I am a beginner in R. I am doing logistic regression using around 80 independent variables using glm function in R. The dependent variable is churn which says whether a customer churned or not. I want to know how to identify the right combination of variables to get a good predictive logistic regression model in R. I also want to know how to identify the same for making good decision tree in R ( I am using the ctree function from the party package).
So far, I had used drop1 function and anova(LogMdl, test="Chisq") where LogMdl is my logistic regression model to drop unwanted variables in the predictive model. But maximum accuracy I was able to achieve was only 60%.
Also I am not sure if I am using the drop1 and anova functions correctly. I dropped the variables with lowest AIC using drop1 function.
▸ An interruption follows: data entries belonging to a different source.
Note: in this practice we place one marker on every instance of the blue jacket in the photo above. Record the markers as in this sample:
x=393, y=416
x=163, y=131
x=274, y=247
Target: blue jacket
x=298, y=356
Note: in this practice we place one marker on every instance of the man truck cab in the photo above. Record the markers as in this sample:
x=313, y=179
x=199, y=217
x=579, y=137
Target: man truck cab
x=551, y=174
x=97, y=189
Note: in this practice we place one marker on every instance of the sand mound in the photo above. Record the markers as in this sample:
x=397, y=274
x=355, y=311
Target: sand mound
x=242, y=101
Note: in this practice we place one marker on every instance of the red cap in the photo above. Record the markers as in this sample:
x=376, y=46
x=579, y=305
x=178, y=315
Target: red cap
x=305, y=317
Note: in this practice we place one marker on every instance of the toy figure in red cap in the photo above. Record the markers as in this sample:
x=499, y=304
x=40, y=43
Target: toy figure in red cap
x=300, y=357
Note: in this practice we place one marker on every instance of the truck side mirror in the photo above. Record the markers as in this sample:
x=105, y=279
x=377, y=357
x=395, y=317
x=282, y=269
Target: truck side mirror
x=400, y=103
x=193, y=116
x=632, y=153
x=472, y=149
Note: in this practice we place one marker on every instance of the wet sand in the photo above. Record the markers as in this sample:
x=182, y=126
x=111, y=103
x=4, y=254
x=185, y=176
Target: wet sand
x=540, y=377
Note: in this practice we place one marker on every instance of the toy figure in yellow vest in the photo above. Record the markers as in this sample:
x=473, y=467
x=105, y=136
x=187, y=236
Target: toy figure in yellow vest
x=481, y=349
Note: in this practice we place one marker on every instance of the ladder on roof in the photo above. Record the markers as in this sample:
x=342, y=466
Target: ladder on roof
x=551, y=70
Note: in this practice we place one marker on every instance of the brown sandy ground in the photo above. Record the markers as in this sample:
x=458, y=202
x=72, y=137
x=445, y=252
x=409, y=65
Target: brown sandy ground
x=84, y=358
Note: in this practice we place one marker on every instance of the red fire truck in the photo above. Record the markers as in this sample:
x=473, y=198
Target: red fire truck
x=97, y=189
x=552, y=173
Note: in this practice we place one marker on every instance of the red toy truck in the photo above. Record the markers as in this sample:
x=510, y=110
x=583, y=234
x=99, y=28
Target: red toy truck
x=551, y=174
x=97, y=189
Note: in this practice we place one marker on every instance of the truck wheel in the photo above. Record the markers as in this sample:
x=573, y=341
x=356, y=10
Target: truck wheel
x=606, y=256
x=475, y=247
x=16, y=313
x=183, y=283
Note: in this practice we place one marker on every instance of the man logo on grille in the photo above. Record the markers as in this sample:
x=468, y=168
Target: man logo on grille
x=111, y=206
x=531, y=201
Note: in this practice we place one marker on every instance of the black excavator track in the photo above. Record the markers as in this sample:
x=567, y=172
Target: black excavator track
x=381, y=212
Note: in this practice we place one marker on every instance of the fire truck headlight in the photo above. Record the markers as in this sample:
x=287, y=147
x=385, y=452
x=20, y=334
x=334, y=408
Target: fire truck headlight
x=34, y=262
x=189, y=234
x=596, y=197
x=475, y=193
Using anova function, I dropped variables with p value > 0.05
Kindly help me how to identify the right set of variables for both logistic regression and decision tree models to increase my model's predictive accuracy to close to 90% or more than that if possible.
library(party)
setwd("D:/CIS/Project work")
CellData <- read.csv("Cell2Cell_SPSS_Data - Orig.csv")
trainData <- subset(CellData,calibrat=="1")
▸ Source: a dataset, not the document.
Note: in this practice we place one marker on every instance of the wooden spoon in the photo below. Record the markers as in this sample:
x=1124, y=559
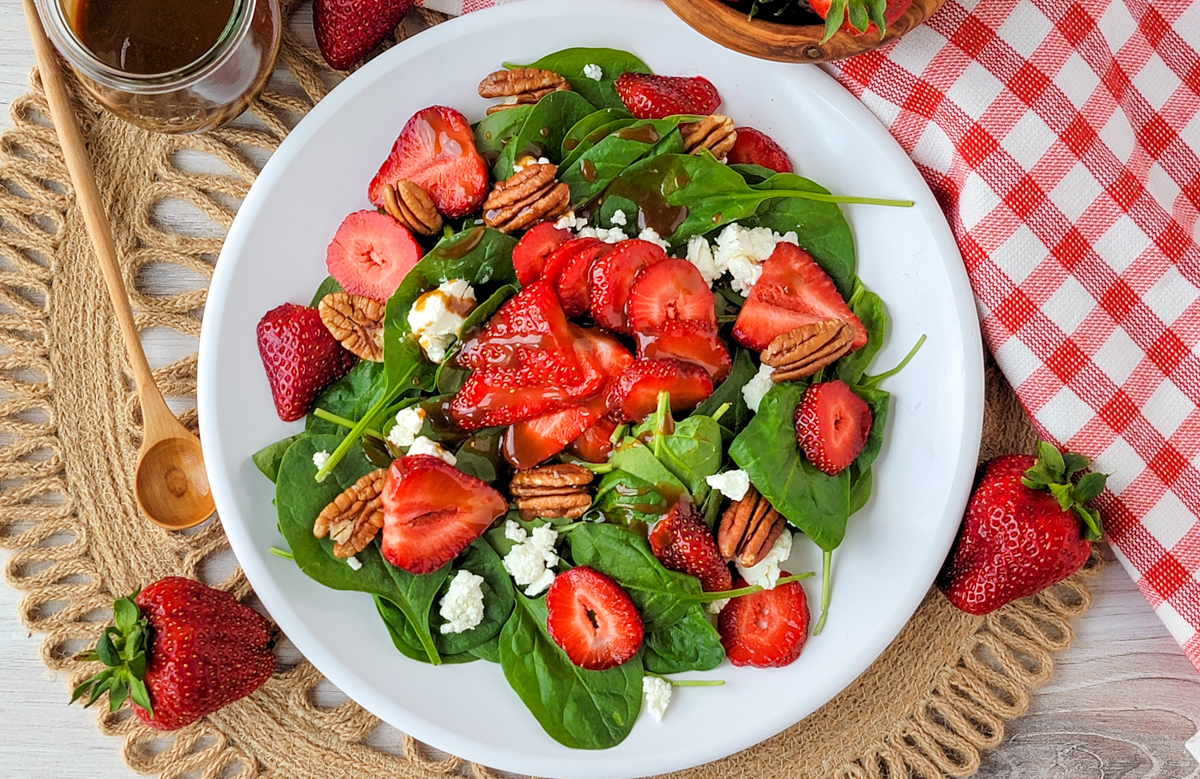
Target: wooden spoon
x=171, y=484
testData <- subset(CellData,calibrat=="0") # validation or test data set
LogMdl = glm(formula=churn ~ revenue + mou + recchrge+ directas+
overage + roam + changem +
changer +dropvce + blckvce + unansvce+
custcare+ threeway+ mourec +
outcalls +incalls + peakvce + opeakvce+
dropblk + callfwdv+ callwait+
months + uniqsubs+ actvsubs+ phones + models +
eqpdays +customer+ age1 + age2 +
children+ credita + creditaa+
creditb +creditc + creditde+ creditgy+ creditz +
prizmrur+ prizmub +
prizmtwn +refurb + webcap + truck +
rv + occprof + occcler +
occcrft +occstud + occhmkr + occret +
occself + ownrent + marryun +
marryyes +marryno + mailord + mailres +
mailflag+ travel + pcown +
creditcd +retcalls+ retaccpt+ newcelly+ newcelln+
refer + incmiss +
income +mcycle + creditad+ setprcm + setprc + retcall,
data=trainData, family=binomial(link="logit"),
control = list(maxit = 50))
ProbMdl = predict(LogMdl, testData, type = "response")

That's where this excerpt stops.